I’m afraid even that is challenging for me. For example, I can follow up to getting the two vectors, but then I’m unsure how to turn my two asimuth/elevations into 3 angles. And if you provide the maths, I’m unsure if I’ll be looking at quaternions, angle/axis, or straight up x y z (even then, 0-1 or 0-360, or radians…). I appreciate any guidance anyone can provide even just a link to a tutorial page and what format the end result will be (something I’m sure is taken for granted in opengl, but I’m using a lot of different units in Max/MSP world!).

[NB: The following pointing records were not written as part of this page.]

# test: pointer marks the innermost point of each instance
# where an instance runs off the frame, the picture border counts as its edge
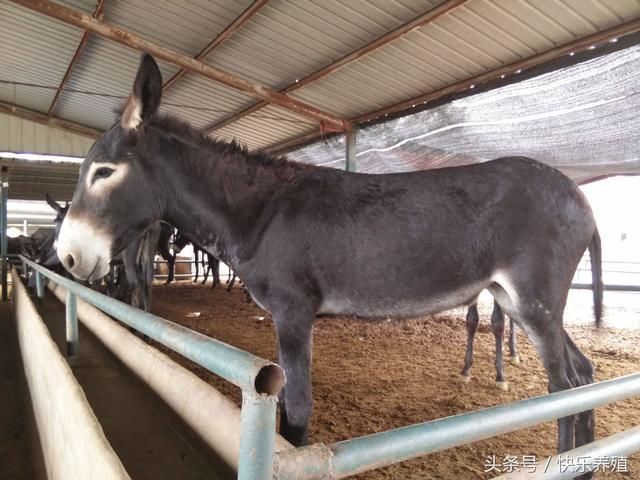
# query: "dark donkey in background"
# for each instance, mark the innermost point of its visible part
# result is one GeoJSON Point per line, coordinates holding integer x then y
{"type": "Point", "coordinates": [311, 241]}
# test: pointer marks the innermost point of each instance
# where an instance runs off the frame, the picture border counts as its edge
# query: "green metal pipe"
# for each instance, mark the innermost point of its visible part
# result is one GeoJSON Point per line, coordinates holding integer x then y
{"type": "Point", "coordinates": [257, 437]}
{"type": "Point", "coordinates": [583, 459]}
{"type": "Point", "coordinates": [250, 373]}
{"type": "Point", "coordinates": [73, 346]}
{"type": "Point", "coordinates": [351, 141]}
{"type": "Point", "coordinates": [361, 454]}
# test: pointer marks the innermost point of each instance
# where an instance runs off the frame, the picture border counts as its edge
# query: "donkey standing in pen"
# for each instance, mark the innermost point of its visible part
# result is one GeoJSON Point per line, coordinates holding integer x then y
{"type": "Point", "coordinates": [311, 241]}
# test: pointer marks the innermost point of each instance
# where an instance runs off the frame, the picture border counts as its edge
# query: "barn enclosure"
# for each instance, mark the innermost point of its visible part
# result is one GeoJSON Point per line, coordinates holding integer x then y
{"type": "Point", "coordinates": [192, 387]}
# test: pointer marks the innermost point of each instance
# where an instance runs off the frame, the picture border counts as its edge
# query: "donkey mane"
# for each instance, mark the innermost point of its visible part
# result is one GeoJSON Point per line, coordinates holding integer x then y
{"type": "Point", "coordinates": [233, 150]}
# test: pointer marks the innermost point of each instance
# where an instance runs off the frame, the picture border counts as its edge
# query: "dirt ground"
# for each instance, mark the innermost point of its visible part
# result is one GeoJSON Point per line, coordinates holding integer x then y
{"type": "Point", "coordinates": [370, 376]}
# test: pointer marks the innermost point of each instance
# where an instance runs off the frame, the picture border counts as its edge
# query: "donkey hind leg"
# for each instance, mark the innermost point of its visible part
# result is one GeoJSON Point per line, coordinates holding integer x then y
{"type": "Point", "coordinates": [294, 332]}
{"type": "Point", "coordinates": [543, 325]}
{"type": "Point", "coordinates": [497, 325]}
{"type": "Point", "coordinates": [472, 327]}
{"type": "Point", "coordinates": [514, 357]}
{"type": "Point", "coordinates": [584, 372]}
{"type": "Point", "coordinates": [171, 261]}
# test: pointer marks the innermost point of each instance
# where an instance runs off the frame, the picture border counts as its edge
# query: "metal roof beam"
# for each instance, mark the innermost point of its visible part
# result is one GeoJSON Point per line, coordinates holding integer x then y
{"type": "Point", "coordinates": [380, 42]}
{"type": "Point", "coordinates": [232, 28]}
{"type": "Point", "coordinates": [50, 121]}
{"type": "Point", "coordinates": [527, 63]}
{"type": "Point", "coordinates": [81, 46]}
{"type": "Point", "coordinates": [128, 39]}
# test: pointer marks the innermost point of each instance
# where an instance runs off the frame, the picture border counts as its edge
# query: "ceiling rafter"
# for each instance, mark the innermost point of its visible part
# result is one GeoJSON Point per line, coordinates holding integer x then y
{"type": "Point", "coordinates": [464, 85]}
{"type": "Point", "coordinates": [97, 13]}
{"type": "Point", "coordinates": [81, 20]}
{"type": "Point", "coordinates": [380, 42]}
{"type": "Point", "coordinates": [48, 120]}
{"type": "Point", "coordinates": [232, 28]}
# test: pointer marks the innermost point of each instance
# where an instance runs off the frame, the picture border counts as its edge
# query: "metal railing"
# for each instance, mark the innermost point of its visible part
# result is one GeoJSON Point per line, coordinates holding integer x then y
{"type": "Point", "coordinates": [261, 380]}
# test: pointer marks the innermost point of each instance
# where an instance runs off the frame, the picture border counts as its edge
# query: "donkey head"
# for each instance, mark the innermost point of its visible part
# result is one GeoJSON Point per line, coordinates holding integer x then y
{"type": "Point", "coordinates": [116, 197]}
{"type": "Point", "coordinates": [61, 212]}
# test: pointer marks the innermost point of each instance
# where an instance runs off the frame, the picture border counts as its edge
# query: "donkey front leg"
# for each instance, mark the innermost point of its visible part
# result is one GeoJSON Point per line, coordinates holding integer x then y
{"type": "Point", "coordinates": [171, 261]}
{"type": "Point", "coordinates": [472, 327]}
{"type": "Point", "coordinates": [513, 345]}
{"type": "Point", "coordinates": [497, 325]}
{"type": "Point", "coordinates": [294, 332]}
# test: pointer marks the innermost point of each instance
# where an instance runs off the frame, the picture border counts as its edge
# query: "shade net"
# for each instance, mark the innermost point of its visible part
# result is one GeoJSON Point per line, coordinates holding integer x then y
{"type": "Point", "coordinates": [582, 119]}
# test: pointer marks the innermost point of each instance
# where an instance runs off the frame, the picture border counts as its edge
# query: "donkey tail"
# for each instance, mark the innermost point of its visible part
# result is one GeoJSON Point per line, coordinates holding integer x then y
{"type": "Point", "coordinates": [595, 254]}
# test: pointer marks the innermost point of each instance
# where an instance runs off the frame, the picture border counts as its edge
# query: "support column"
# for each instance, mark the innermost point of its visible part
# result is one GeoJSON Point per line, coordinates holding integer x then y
{"type": "Point", "coordinates": [351, 141]}
{"type": "Point", "coordinates": [3, 230]}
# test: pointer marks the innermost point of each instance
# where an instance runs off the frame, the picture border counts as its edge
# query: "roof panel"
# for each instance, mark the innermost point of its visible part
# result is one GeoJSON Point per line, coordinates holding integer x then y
{"type": "Point", "coordinates": [35, 50]}
{"type": "Point", "coordinates": [269, 126]}
{"type": "Point", "coordinates": [100, 82]}
{"type": "Point", "coordinates": [183, 26]}
{"type": "Point", "coordinates": [478, 37]}
{"type": "Point", "coordinates": [286, 40]}
{"type": "Point", "coordinates": [202, 101]}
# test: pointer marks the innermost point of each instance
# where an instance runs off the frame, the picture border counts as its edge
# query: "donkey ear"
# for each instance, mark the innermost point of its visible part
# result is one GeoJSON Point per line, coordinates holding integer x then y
{"type": "Point", "coordinates": [144, 100]}
{"type": "Point", "coordinates": [52, 203]}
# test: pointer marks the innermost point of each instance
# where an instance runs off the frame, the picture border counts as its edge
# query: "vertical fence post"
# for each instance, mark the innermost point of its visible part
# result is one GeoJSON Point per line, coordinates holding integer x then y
{"type": "Point", "coordinates": [39, 285]}
{"type": "Point", "coordinates": [257, 436]}
{"type": "Point", "coordinates": [72, 323]}
{"type": "Point", "coordinates": [4, 191]}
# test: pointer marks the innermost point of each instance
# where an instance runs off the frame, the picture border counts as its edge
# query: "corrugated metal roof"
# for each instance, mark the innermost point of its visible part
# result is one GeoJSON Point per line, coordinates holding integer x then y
{"type": "Point", "coordinates": [268, 126]}
{"type": "Point", "coordinates": [23, 136]}
{"type": "Point", "coordinates": [30, 180]}
{"type": "Point", "coordinates": [479, 36]}
{"type": "Point", "coordinates": [34, 50]}
{"type": "Point", "coordinates": [283, 42]}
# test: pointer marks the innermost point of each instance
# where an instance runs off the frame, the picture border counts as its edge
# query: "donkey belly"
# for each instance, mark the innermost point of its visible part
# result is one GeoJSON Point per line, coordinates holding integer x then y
{"type": "Point", "coordinates": [395, 303]}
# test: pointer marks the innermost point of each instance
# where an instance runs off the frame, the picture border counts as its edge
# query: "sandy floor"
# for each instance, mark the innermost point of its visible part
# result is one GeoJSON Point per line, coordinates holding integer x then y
{"type": "Point", "coordinates": [370, 376]}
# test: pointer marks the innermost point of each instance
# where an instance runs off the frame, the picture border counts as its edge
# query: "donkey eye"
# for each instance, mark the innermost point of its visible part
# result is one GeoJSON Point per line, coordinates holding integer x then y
{"type": "Point", "coordinates": [102, 172]}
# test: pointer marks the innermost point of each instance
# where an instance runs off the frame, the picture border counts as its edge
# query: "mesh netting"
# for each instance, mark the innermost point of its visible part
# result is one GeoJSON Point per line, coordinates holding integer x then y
{"type": "Point", "coordinates": [582, 119]}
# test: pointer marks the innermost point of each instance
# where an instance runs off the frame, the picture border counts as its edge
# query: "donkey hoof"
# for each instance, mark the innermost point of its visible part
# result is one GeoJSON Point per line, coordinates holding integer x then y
{"type": "Point", "coordinates": [502, 386]}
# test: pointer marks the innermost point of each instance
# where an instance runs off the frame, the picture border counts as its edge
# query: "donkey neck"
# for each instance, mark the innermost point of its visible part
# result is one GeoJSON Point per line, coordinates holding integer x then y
{"type": "Point", "coordinates": [219, 195]}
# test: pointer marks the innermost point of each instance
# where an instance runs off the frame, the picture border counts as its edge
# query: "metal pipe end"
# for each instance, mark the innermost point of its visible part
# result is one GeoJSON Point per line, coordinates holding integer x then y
{"type": "Point", "coordinates": [270, 379]}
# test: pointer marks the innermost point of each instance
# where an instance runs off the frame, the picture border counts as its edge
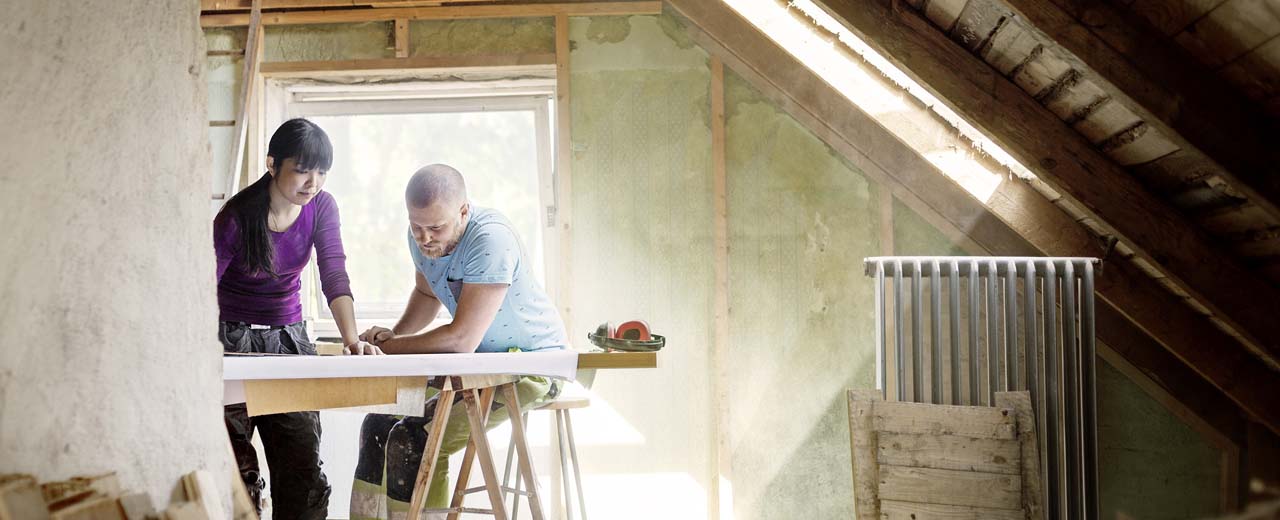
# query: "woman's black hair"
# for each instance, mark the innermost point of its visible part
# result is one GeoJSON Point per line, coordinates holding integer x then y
{"type": "Point", "coordinates": [306, 144]}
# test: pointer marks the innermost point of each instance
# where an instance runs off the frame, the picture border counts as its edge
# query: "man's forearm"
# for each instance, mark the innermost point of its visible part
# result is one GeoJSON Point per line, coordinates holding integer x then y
{"type": "Point", "coordinates": [419, 313]}
{"type": "Point", "coordinates": [440, 340]}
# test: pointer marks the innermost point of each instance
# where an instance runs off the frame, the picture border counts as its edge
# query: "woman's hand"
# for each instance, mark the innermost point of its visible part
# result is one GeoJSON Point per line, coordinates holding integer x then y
{"type": "Point", "coordinates": [376, 334]}
{"type": "Point", "coordinates": [362, 349]}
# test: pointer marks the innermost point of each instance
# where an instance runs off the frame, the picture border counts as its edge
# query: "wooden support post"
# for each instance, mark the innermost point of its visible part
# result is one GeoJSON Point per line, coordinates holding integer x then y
{"type": "Point", "coordinates": [402, 37]}
{"type": "Point", "coordinates": [526, 465]}
{"type": "Point", "coordinates": [430, 452]}
{"type": "Point", "coordinates": [460, 489]}
{"type": "Point", "coordinates": [722, 473]}
{"type": "Point", "coordinates": [248, 81]}
{"type": "Point", "coordinates": [563, 178]}
{"type": "Point", "coordinates": [476, 418]}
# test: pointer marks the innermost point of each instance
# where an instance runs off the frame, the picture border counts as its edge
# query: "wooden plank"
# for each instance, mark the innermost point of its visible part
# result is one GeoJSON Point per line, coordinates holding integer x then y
{"type": "Point", "coordinates": [563, 170]}
{"type": "Point", "coordinates": [92, 509]}
{"type": "Point", "coordinates": [1230, 31]}
{"type": "Point", "coordinates": [723, 459]}
{"type": "Point", "coordinates": [401, 37]}
{"type": "Point", "coordinates": [22, 500]}
{"type": "Point", "coordinates": [617, 360]}
{"type": "Point", "coordinates": [895, 510]}
{"type": "Point", "coordinates": [1183, 103]}
{"type": "Point", "coordinates": [949, 452]}
{"type": "Point", "coordinates": [1015, 220]}
{"type": "Point", "coordinates": [254, 46]}
{"type": "Point", "coordinates": [470, 12]}
{"type": "Point", "coordinates": [426, 469]}
{"type": "Point", "coordinates": [1033, 495]}
{"type": "Point", "coordinates": [1173, 17]}
{"type": "Point", "coordinates": [915, 418]}
{"type": "Point", "coordinates": [862, 433]}
{"type": "Point", "coordinates": [950, 487]}
{"type": "Point", "coordinates": [1072, 167]}
{"type": "Point", "coordinates": [388, 65]}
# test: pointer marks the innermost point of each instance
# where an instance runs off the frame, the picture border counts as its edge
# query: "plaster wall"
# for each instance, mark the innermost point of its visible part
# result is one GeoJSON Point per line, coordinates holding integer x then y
{"type": "Point", "coordinates": [800, 222]}
{"type": "Point", "coordinates": [110, 360]}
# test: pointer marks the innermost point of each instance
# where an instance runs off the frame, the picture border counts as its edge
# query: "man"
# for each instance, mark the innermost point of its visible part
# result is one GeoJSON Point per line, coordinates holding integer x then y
{"type": "Point", "coordinates": [469, 260]}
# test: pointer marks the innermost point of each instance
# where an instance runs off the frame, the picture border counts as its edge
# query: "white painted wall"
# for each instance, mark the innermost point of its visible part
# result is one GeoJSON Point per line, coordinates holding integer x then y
{"type": "Point", "coordinates": [109, 359]}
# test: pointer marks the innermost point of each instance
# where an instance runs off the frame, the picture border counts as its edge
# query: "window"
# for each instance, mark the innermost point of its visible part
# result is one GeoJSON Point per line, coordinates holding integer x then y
{"type": "Point", "coordinates": [497, 136]}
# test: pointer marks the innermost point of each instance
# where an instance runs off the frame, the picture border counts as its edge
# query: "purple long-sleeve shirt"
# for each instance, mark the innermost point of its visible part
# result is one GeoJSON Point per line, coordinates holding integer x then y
{"type": "Point", "coordinates": [263, 300]}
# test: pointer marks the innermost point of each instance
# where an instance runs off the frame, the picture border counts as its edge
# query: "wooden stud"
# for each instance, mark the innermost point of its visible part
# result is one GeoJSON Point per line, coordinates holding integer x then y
{"type": "Point", "coordinates": [391, 65]}
{"type": "Point", "coordinates": [401, 37]}
{"type": "Point", "coordinates": [563, 169]}
{"type": "Point", "coordinates": [248, 81]}
{"type": "Point", "coordinates": [723, 459]}
{"type": "Point", "coordinates": [470, 12]}
{"type": "Point", "coordinates": [430, 452]}
{"type": "Point", "coordinates": [862, 404]}
{"type": "Point", "coordinates": [1033, 496]}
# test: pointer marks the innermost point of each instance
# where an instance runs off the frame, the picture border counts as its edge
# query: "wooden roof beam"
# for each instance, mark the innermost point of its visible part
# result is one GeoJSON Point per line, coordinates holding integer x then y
{"type": "Point", "coordinates": [1137, 64]}
{"type": "Point", "coordinates": [1066, 162]}
{"type": "Point", "coordinates": [1016, 220]}
{"type": "Point", "coordinates": [449, 12]}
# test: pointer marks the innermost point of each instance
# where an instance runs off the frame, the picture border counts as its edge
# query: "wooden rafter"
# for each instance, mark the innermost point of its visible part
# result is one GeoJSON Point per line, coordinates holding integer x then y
{"type": "Point", "coordinates": [400, 64]}
{"type": "Point", "coordinates": [1016, 219]}
{"type": "Point", "coordinates": [1073, 167]}
{"type": "Point", "coordinates": [469, 12]}
{"type": "Point", "coordinates": [1137, 64]}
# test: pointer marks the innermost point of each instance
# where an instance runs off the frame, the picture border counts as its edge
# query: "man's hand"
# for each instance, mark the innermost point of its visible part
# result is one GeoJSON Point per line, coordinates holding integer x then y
{"type": "Point", "coordinates": [376, 334]}
{"type": "Point", "coordinates": [361, 349]}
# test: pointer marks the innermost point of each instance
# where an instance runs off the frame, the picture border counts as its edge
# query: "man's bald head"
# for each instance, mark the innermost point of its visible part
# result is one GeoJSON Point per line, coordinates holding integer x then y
{"type": "Point", "coordinates": [435, 183]}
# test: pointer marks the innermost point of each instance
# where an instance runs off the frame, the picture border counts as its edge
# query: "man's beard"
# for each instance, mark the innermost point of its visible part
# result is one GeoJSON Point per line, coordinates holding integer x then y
{"type": "Point", "coordinates": [447, 246]}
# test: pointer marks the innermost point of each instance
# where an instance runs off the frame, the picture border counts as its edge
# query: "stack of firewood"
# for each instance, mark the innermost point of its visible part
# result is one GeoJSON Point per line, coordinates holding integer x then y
{"type": "Point", "coordinates": [100, 497]}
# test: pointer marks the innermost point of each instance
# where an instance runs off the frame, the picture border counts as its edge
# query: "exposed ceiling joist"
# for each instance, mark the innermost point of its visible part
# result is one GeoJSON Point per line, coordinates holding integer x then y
{"type": "Point", "coordinates": [1133, 62]}
{"type": "Point", "coordinates": [1018, 220]}
{"type": "Point", "coordinates": [1073, 167]}
{"type": "Point", "coordinates": [447, 12]}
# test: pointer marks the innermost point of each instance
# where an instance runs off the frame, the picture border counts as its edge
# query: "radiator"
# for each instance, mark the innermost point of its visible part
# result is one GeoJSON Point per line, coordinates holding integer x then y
{"type": "Point", "coordinates": [960, 328]}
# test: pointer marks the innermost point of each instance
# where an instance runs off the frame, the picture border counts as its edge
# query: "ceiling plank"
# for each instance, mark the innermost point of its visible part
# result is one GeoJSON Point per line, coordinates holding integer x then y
{"type": "Point", "coordinates": [1066, 162]}
{"type": "Point", "coordinates": [1136, 64]}
{"type": "Point", "coordinates": [448, 12]}
{"type": "Point", "coordinates": [1016, 220]}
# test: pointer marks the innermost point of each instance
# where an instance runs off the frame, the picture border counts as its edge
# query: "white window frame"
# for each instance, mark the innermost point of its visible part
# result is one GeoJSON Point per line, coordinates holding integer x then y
{"type": "Point", "coordinates": [289, 97]}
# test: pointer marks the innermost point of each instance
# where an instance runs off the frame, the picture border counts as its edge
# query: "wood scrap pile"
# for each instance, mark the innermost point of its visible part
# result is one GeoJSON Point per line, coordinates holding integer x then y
{"type": "Point", "coordinates": [99, 497]}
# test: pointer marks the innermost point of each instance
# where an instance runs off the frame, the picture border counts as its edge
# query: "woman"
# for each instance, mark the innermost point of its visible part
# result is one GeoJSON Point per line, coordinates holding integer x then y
{"type": "Point", "coordinates": [264, 237]}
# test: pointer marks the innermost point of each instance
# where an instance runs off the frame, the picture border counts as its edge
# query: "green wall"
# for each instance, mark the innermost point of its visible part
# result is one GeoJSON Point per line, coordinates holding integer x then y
{"type": "Point", "coordinates": [800, 220]}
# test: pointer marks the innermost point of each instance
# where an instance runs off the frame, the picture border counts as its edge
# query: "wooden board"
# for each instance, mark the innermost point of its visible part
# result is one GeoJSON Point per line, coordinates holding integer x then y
{"type": "Point", "coordinates": [470, 12]}
{"type": "Point", "coordinates": [950, 487]}
{"type": "Point", "coordinates": [863, 451]}
{"type": "Point", "coordinates": [895, 510]}
{"type": "Point", "coordinates": [915, 418]}
{"type": "Point", "coordinates": [949, 452]}
{"type": "Point", "coordinates": [391, 65]}
{"type": "Point", "coordinates": [278, 396]}
{"type": "Point", "coordinates": [22, 500]}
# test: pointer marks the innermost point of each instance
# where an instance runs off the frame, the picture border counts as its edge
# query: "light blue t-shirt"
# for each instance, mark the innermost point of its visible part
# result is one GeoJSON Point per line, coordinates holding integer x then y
{"type": "Point", "coordinates": [489, 251]}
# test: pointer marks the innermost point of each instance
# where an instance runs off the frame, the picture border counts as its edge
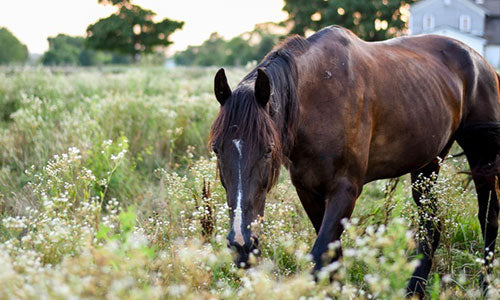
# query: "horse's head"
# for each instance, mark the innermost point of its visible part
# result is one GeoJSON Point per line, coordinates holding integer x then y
{"type": "Point", "coordinates": [246, 143]}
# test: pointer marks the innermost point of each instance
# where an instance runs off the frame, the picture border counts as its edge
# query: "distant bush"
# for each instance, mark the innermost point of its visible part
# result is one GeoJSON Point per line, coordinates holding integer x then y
{"type": "Point", "coordinates": [11, 49]}
{"type": "Point", "coordinates": [71, 50]}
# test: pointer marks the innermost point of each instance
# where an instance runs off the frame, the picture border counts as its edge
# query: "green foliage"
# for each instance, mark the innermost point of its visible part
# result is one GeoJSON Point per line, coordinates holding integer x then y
{"type": "Point", "coordinates": [131, 30]}
{"type": "Point", "coordinates": [71, 50]}
{"type": "Point", "coordinates": [101, 187]}
{"type": "Point", "coordinates": [240, 50]}
{"type": "Point", "coordinates": [11, 49]}
{"type": "Point", "coordinates": [371, 20]}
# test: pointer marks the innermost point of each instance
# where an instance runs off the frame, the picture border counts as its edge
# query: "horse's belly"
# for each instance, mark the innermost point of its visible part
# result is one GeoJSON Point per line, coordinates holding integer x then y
{"type": "Point", "coordinates": [393, 157]}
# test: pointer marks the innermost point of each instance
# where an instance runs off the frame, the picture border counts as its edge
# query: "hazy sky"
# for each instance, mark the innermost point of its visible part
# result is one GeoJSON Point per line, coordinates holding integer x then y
{"type": "Point", "coordinates": [32, 21]}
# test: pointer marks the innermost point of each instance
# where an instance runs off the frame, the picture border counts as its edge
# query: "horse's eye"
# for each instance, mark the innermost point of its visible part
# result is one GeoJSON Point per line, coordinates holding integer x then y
{"type": "Point", "coordinates": [268, 153]}
{"type": "Point", "coordinates": [215, 149]}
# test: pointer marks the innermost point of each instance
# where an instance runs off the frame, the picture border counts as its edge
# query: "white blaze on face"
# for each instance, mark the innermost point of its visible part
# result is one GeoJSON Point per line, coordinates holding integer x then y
{"type": "Point", "coordinates": [238, 236]}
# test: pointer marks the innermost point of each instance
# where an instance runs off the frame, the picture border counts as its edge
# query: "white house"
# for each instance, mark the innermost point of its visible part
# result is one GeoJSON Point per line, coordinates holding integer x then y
{"type": "Point", "coordinates": [474, 22]}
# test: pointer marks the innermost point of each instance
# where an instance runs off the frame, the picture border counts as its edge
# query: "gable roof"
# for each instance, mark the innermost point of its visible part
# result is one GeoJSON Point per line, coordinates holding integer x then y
{"type": "Point", "coordinates": [492, 7]}
{"type": "Point", "coordinates": [470, 4]}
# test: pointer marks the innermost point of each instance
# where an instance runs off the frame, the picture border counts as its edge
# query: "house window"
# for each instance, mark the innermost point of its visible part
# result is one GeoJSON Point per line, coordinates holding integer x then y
{"type": "Point", "coordinates": [465, 23]}
{"type": "Point", "coordinates": [428, 22]}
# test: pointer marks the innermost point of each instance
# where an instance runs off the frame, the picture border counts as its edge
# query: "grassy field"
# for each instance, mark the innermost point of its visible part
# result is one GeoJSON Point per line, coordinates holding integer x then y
{"type": "Point", "coordinates": [106, 180]}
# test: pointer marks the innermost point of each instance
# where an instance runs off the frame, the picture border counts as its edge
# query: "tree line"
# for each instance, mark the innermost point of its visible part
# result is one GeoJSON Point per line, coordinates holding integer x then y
{"type": "Point", "coordinates": [131, 34]}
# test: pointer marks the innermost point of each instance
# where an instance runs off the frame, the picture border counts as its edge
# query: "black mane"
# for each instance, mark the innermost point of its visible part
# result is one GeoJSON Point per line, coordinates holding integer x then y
{"type": "Point", "coordinates": [242, 116]}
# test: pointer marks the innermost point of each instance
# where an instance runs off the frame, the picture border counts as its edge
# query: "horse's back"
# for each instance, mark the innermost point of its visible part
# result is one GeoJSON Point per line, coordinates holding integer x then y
{"type": "Point", "coordinates": [409, 94]}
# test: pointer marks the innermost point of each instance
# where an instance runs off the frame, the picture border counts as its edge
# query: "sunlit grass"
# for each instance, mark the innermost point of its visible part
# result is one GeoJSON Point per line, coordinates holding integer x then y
{"type": "Point", "coordinates": [101, 189]}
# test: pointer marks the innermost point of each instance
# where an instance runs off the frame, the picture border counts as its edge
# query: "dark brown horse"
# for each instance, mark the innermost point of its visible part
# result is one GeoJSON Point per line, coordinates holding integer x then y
{"type": "Point", "coordinates": [339, 112]}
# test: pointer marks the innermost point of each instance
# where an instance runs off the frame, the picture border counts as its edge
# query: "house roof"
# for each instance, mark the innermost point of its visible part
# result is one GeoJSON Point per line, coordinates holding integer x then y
{"type": "Point", "coordinates": [442, 28]}
{"type": "Point", "coordinates": [492, 7]}
{"type": "Point", "coordinates": [469, 3]}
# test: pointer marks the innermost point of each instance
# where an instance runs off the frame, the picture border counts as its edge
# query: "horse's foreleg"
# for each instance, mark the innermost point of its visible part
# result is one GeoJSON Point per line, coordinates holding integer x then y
{"type": "Point", "coordinates": [339, 205]}
{"type": "Point", "coordinates": [314, 205]}
{"type": "Point", "coordinates": [429, 227]}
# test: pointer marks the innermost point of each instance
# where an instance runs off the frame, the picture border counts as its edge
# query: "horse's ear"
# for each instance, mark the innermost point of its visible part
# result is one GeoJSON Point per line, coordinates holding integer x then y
{"type": "Point", "coordinates": [262, 87]}
{"type": "Point", "coordinates": [221, 88]}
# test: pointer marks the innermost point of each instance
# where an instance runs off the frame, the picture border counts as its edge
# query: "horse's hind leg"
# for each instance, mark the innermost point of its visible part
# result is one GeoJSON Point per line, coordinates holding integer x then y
{"type": "Point", "coordinates": [429, 239]}
{"type": "Point", "coordinates": [481, 144]}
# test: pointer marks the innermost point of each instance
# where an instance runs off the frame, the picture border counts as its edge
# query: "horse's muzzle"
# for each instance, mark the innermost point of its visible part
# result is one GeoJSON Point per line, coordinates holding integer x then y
{"type": "Point", "coordinates": [242, 253]}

First the method I said its only used to get the rotation angles from the vectors direction, wich means that having a vector pointing from 0, 0, 0 to 1, 0, 0 will give you a vector in the X axis with these rotations:

1, 0, 0
0, 0, 0

assuming the rotation starts from 0 to 360
the problem here are more than one, you dont know where the rotation starts because I only have one vector and that doensn’t give a starting point to count the rotation, and the ohter problem is that even if I have, wich one will I pick knowing that a perpendicular vector to this one can be infinite of them, because they belong to the same plane

but if you have:

this only works for the entire object, one cube or one piece made from many vertices and only one central point of rotation, wich you can change later

top vector
0, 1, 0 -> pointing Y, is pointin up
side vector
1, 0, 0 -> pointin X, is pointing side

these will be:
0, 0, 0 -> means 0 rotation on X, 0 rotation on Y, and 0 on Z

if I change the side vector to this:

0, 0, 1
0, 1, 0 -> the top remains the same because the rotation on side vector didn’t afect it

the rotation angles will be:

0, 90, 0
now you can see, why the top vector remains unchanged, and why a rotation can not affect the normal vector, so a rotation made in Y axis won’t change the top, and thats why you need the side for that

now for this, you have
a simple equation to get the angle from the direction of a vector:

  Size      = (VectorLength(Side)*VectorLength(YAxis));
  RotationVector = VectorCrossProduct(Side, YAxis);
  if Size == 0
      AngleOnY = 0
  else AngleOnY = arccos(VectorDotProduct(V, YAxis) /Size));

  if AngleOnY < 0
     AngleOnY := -AngleOnY;

this can give you a way to calculate the angles from each axis, and having each angles you can calculate other things

Hi Manel, I just got in late so I’ll have to read this tomorrow, but just wanted to apologise for calling you Manuel! Your code section looks like it will be very enlightening.